Estimation of the spawning stock and recruitment relationship of Octopus vulgaris in Asturias (Bay of Biscay) with generalized depletion models: implications for the applicability of MSY

We developed a new type of generalized depletion model adapted to the rapid life cycle of Octopus vulgaris and the data collection framework put in place in its co-managed small-scale fishery (SSF) in Asturias, northwest Spain. The model uses weekly data from 19 seasons to estimate annual recruitment and female spawners emigration out of the vulnerable stock to attend to their broods. The matched annual spawners-recruitment (SR) magnitudes are then used as observations in a non-Bayesian hierarchical inference framework. The Shepherd SR model was selected among three alternatives. The stock has a high degree of density-dependence, leading to overcompensation. The estimated SR model has an unstable equilibrium point, driving the stock to deterministic cyclic fluctuations under small disturbances.
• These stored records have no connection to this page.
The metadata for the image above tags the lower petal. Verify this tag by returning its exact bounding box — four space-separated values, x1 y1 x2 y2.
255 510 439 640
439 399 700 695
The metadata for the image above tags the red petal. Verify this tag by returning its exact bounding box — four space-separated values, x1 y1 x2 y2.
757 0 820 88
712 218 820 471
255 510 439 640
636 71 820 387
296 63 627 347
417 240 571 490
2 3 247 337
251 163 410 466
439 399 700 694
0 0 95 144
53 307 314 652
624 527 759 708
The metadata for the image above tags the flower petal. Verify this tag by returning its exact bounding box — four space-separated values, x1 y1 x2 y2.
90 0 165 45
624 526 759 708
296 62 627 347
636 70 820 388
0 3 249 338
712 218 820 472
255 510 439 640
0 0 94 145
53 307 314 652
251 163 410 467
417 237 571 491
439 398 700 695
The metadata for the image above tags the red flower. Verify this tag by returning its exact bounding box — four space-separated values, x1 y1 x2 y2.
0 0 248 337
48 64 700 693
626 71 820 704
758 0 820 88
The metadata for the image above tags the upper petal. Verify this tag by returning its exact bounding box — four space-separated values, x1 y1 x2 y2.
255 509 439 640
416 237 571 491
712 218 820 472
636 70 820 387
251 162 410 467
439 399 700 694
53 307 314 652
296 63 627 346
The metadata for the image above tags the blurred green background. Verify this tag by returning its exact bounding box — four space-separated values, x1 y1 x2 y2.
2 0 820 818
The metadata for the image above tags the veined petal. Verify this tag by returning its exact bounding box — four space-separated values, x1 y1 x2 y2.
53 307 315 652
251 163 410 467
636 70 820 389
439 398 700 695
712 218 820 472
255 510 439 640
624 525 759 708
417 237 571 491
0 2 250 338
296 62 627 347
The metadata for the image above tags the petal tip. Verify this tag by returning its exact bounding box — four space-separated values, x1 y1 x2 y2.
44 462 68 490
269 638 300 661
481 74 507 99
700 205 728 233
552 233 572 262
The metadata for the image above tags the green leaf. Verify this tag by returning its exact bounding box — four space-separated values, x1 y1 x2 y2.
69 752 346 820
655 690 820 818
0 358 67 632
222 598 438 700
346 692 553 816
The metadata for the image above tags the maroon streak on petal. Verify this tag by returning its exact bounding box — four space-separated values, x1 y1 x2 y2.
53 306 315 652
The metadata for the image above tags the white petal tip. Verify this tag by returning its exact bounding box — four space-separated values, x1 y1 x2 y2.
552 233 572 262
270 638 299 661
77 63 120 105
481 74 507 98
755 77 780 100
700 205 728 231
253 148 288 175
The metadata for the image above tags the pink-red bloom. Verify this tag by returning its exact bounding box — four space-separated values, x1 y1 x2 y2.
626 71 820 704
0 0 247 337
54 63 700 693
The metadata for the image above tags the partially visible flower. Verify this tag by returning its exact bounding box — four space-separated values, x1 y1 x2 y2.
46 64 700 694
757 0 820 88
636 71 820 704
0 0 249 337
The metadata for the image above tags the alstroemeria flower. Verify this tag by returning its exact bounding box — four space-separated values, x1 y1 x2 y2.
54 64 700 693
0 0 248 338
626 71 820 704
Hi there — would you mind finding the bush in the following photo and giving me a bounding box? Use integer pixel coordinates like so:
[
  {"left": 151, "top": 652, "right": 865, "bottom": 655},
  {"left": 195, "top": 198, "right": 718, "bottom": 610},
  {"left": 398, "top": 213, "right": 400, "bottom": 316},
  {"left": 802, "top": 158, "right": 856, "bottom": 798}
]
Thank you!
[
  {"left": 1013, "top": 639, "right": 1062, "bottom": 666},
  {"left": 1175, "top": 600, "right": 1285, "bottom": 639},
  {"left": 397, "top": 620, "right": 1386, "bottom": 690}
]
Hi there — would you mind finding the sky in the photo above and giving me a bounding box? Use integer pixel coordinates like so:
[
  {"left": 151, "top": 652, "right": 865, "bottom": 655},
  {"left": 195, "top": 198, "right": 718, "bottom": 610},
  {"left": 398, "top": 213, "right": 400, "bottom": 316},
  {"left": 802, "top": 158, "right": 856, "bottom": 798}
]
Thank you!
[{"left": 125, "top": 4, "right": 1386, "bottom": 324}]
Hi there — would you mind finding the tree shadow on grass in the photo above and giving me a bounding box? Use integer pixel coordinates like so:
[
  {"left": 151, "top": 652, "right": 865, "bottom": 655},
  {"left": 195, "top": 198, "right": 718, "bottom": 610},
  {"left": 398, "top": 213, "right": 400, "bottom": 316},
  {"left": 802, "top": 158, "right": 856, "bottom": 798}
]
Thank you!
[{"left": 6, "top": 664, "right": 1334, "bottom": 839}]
Under those conditions the maximum sustainable yield (MSY) is not applicable, lending further credence to Sidney Holt's opposition to the MSY as a basis for the elaboration of fishery management objectives, with potentially wide relevance to the management of SSF and cephalopod fisheries. We argue that harvest rates based on mean latent productivity, a concept that includes the MSY as a special case, are more adequate and sustainable for fluctuating stocks.

Automated summary

A new generalized depletion model was developed for the rapid life cycle of Octopus vulgaris in a co-managed small-scale fishery in northwest Spain. The study found high density-dependence in the fishery stock, leading to overcompensation and making the maximum sustainable yield (MSY) inapplicable. It is suggested that harvest rates based on mean latent productivity are more appropriate and sustainable for fluctuating stocks.